A distributed company can still build a New York relationship strategy without relocating the whole team. One partner in market. A cadence of trips for the rest. An intentional roster of rooms to show up in. Treated well, that is usually enough to plug into the ecosystem without moving.
Treated as an afterthought, the result is predictable. A strong product, a reasonable pipeline, and a persistent sense that the company is two layers removed from the conversations where the category is actually being shaped.
The asymmetry to understand
Here is the part that is easy to miss. The companies already inside the New York relationship economy are not advertising it. They are not writing posts about it. They are quietly compounding, meeting after meeting, year after year, and showing up at the right moment when a window opens.
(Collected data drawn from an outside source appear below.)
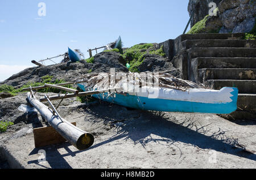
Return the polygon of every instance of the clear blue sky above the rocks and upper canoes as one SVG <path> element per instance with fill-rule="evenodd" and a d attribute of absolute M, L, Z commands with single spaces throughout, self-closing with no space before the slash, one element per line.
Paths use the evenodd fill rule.
<path fill-rule="evenodd" d="M 46 16 L 38 15 L 40 2 Z M 187 6 L 188 0 L 1 0 L 0 81 L 68 46 L 88 58 L 89 48 L 118 36 L 125 47 L 176 38 L 188 22 Z"/>

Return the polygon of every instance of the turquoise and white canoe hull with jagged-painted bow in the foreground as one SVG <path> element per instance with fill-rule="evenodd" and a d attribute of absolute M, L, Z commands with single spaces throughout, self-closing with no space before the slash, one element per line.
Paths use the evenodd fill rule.
<path fill-rule="evenodd" d="M 84 84 L 79 87 L 86 91 Z M 140 93 L 108 93 L 93 95 L 103 101 L 134 109 L 154 110 L 159 112 L 213 113 L 230 114 L 237 110 L 237 88 L 188 89 L 180 91 L 169 88 L 152 88 Z M 152 93 L 150 93 L 152 92 Z"/>

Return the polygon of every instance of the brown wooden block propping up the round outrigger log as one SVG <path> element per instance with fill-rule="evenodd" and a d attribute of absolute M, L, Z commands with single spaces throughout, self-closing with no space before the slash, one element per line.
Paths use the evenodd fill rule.
<path fill-rule="evenodd" d="M 76 122 L 72 125 L 76 126 Z M 34 128 L 35 148 L 67 142 L 52 126 Z"/>

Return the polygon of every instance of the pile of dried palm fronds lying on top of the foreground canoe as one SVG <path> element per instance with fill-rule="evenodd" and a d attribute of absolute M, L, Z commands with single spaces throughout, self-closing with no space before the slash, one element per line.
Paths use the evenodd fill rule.
<path fill-rule="evenodd" d="M 86 88 L 90 90 L 123 87 L 123 83 L 132 84 L 139 88 L 149 86 L 179 89 L 181 91 L 186 91 L 189 88 L 205 88 L 203 84 L 199 85 L 188 80 L 179 79 L 167 72 L 91 73 L 81 76 L 77 81 L 86 82 Z"/>

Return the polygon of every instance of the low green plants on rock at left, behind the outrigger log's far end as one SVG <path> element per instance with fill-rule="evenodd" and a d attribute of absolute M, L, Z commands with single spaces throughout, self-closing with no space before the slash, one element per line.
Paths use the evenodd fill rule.
<path fill-rule="evenodd" d="M 65 83 L 65 81 L 62 80 L 62 79 L 52 80 L 52 78 L 53 78 L 53 76 L 46 75 L 46 76 L 43 76 L 41 78 L 42 82 L 37 82 L 37 83 L 36 82 L 28 82 L 27 84 L 24 84 L 19 89 L 15 89 L 11 85 L 3 84 L 3 85 L 0 85 L 0 92 L 8 92 L 11 95 L 16 96 L 16 95 L 18 95 L 19 92 L 23 92 L 23 88 L 29 88 L 30 86 L 31 87 L 42 86 L 42 85 L 44 85 L 46 83 L 48 83 L 48 84 L 61 84 L 61 83 Z M 72 85 L 64 85 L 64 87 L 73 88 Z M 42 92 L 42 93 L 46 93 L 46 92 L 59 93 L 59 92 L 61 92 L 61 90 L 56 89 L 56 88 L 43 88 L 43 89 L 38 89 L 37 92 Z"/>

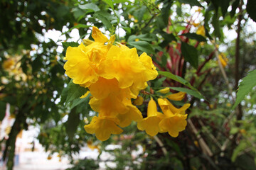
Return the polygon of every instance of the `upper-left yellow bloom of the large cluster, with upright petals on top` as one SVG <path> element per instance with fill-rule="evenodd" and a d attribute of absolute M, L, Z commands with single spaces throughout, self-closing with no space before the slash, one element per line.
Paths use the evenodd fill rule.
<path fill-rule="evenodd" d="M 104 45 L 108 41 L 107 37 L 103 35 L 96 27 L 92 28 L 92 38 L 95 42 L 90 45 L 83 45 L 78 47 L 68 47 L 66 57 L 68 60 L 64 64 L 65 74 L 73 79 L 74 84 L 82 86 L 90 86 L 99 78 L 99 68 L 102 60 L 105 60 L 109 45 Z M 114 42 L 114 35 L 110 38 L 110 45 Z"/>

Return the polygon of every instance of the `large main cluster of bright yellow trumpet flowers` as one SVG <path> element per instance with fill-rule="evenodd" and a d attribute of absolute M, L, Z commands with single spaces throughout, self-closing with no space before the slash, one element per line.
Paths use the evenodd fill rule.
<path fill-rule="evenodd" d="M 93 27 L 92 38 L 95 41 L 87 41 L 87 46 L 81 43 L 68 47 L 64 69 L 74 84 L 90 90 L 89 104 L 99 115 L 85 125 L 85 130 L 104 141 L 111 134 L 120 134 L 132 120 L 142 120 L 131 98 L 137 98 L 139 91 L 146 88 L 146 81 L 155 79 L 158 72 L 145 52 L 138 56 L 136 48 L 113 45 L 114 35 L 108 40 Z"/>

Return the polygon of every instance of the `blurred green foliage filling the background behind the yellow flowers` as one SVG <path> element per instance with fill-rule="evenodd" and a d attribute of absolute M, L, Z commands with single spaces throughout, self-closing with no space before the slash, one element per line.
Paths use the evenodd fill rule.
<path fill-rule="evenodd" d="M 16 136 L 30 125 L 40 128 L 46 151 L 68 155 L 73 169 L 98 168 L 100 156 L 74 162 L 83 146 L 109 152 L 114 157 L 107 161 L 116 169 L 256 169 L 255 88 L 232 109 L 239 80 L 256 66 L 255 7 L 254 0 L 1 0 L 0 120 L 6 103 L 15 118 L 0 141 L 8 169 Z M 89 96 L 79 98 L 84 89 L 69 84 L 63 57 L 68 46 L 92 40 L 92 26 L 115 33 L 117 41 L 150 55 L 159 71 L 191 84 L 187 89 L 162 73 L 140 94 L 138 108 L 146 116 L 147 93 L 163 95 L 156 91 L 165 86 L 187 92 L 184 101 L 174 102 L 191 103 L 188 126 L 178 137 L 149 137 L 135 123 L 106 142 L 85 132 L 95 113 Z M 74 29 L 77 42 L 70 37 Z M 46 40 L 48 30 L 59 30 L 64 39 Z"/>

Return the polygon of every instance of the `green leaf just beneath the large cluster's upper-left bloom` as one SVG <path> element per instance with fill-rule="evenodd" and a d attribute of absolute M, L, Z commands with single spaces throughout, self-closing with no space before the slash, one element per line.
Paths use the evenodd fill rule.
<path fill-rule="evenodd" d="M 65 104 L 75 100 L 76 98 L 80 98 L 80 96 L 82 96 L 83 94 L 86 93 L 86 91 L 88 91 L 88 89 L 78 84 L 74 84 L 73 80 L 70 80 L 70 83 L 68 84 L 67 88 L 68 88 L 68 96 L 65 101 Z"/>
Which means founders who dismiss the city as a cost center are often making that call without a clear picture of what they are opting out of. The opt-out is not neutral. It is a bet that your category does not run on trust networks, or that you can build yours somewhere else faster. For some categories that is a fine bet. For others it is a quiet decision to stay on the outside of the room.
Proximity is not the only thing that matters. It has never been. But in the categories where it does matter, the advantage still compounds, and the compounding still happens in a small number of places. New York is one of them, and the companies that know how to use it know exactly what that is worth.